Brisbane’s Cross River Rail honours groundbreaking engineer

Cross River Rail has named its tunnel boring machines after pioneering engineer Else Shepherd AM Hon FIEAust and feminist Merle Thornton AM.

Brisbane’s Cross River Rail has named one of its massive tunnel boring machines after pioneering engineer Else Shepherd AM Hon FIEAust.

Shepherd, an honorary fellow of Engineers Australia and inductee to its Queensland Hall of Fame, said she was honoured to be considered a groundbreaker. 

Else Shepherd AM Hon FIEAust.

“By being a female engineer when there weren’t many of us, I hope I’ve given other women the courage to do what they want to do — there’s nothing stopping us,” she said.

Shepherd added that she enjoyed meeting female engineers and staff working on the Cross River Rail project, a new rail line underneath Brisbane River in the centre of the city.

Pioneering feminist Merle Thornton AM was recognised alongside Shepherd. At the unveiling of the machines, Queensland Minister for Transport and Main Roads Mark Bailey said Shepherd and Thornton had helped to create a better future.

“Professor Shepherd has blazed the way for women entering fields such as engineering, while Mrs Thornton has been at the forefront of women’s rights and social justice issues in Queensland,” he said.

The first tunnel boring machines were invented in the 1800s. However, in a tradition dating back to the 1500s, a female name is traditionally chosen for the giant drills. This is because historically, underground workers looked to Saint Barbara for protection. She is the patron saint of military engineers, miners and others who work underground.
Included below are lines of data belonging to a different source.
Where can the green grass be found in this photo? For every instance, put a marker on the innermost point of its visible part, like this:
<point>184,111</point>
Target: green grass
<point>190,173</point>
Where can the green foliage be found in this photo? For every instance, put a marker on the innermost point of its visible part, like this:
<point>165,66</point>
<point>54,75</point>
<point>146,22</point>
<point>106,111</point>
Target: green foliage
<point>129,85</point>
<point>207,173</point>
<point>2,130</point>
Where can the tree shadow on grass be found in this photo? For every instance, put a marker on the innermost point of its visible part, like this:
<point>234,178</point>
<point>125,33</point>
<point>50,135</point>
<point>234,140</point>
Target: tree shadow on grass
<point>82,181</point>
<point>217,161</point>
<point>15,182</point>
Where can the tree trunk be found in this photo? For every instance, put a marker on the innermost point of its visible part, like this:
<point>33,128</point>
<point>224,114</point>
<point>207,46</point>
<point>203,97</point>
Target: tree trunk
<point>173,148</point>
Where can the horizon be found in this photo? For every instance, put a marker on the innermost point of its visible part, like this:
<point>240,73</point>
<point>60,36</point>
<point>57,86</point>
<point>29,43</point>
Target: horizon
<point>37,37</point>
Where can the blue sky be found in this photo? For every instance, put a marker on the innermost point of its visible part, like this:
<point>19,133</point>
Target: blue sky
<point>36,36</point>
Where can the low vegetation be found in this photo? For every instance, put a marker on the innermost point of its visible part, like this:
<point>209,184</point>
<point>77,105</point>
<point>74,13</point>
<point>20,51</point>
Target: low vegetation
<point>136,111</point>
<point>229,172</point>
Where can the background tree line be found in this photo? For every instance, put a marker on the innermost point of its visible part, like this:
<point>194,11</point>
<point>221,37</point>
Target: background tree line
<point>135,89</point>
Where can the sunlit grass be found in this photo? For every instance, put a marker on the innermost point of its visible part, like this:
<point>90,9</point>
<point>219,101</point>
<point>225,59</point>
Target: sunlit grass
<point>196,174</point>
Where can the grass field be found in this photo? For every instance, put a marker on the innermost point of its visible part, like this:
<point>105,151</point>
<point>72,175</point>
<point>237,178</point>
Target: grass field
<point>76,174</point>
“By being a female engineer when there weren’t many of us, I hope I’ve given other women the courage to do what they want to do."
Else Shepherd AM Hon FIEAust

A storied career

After a career that could be described as anything but ‘boring’, Shepherd was named the 2000 Queensland Professional Engineer of the Year, and received Engineers Australia’s Peter Nicol Russell Medal in 2007. 

Yet when she joined the Institution of Engineers Australia in the 1960s, she was unable to attend its meetings as they were held at the local men’s only club.
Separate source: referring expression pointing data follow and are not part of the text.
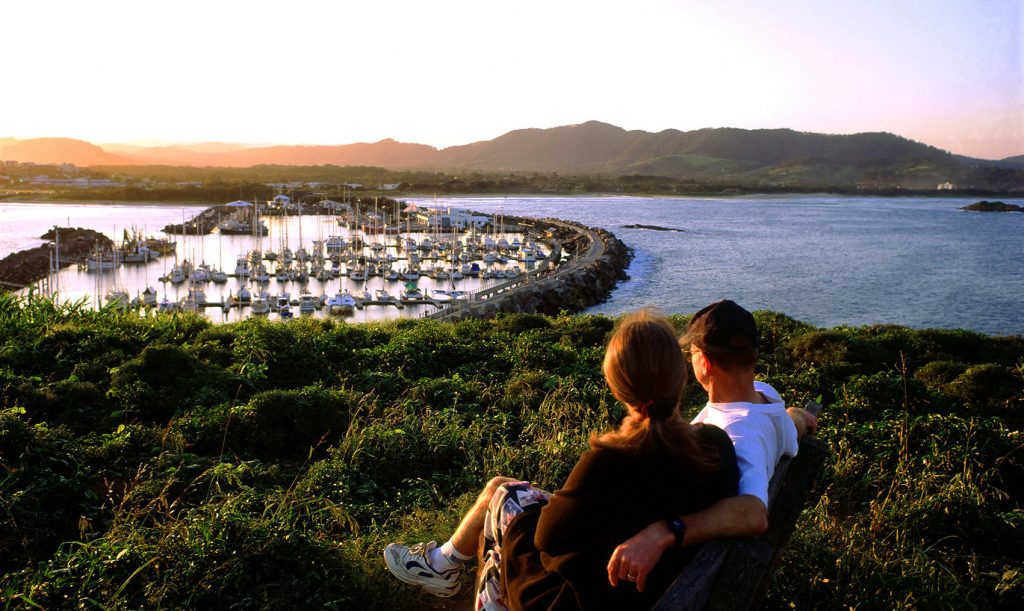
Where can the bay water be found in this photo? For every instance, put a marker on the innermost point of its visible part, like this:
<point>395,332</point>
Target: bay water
<point>827,260</point>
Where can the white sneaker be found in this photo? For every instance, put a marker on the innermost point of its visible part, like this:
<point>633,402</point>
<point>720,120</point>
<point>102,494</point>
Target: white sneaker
<point>412,565</point>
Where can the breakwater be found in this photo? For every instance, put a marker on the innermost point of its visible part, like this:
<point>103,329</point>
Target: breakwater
<point>31,265</point>
<point>581,271</point>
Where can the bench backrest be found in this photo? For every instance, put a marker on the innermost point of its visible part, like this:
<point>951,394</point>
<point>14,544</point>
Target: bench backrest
<point>734,573</point>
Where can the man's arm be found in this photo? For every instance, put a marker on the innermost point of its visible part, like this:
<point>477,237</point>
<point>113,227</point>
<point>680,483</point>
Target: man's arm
<point>804,420</point>
<point>733,516</point>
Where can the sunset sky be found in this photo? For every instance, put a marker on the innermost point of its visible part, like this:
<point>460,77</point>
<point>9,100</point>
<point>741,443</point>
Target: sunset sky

As a child, Shepherd said she loved maths and physics, and went on to study engineering at the University of Queensland. In 1965, she was one of the first two women in Queensland to graduate with a degree in electrical engineering.

Shepherd served as chair of Powerlink Queensland for 17 years, founded two high-tech engineering companies, was appointed a Member of the Order of Australia in 2003 and received an honorary doctorate from the University of Queensland in 2011 for her work as a role model for women in non-traditional fields.

She is currently Adjunct Professor and CEO in Residence at Queensland University of Technology’s Science and Engineering Faculty.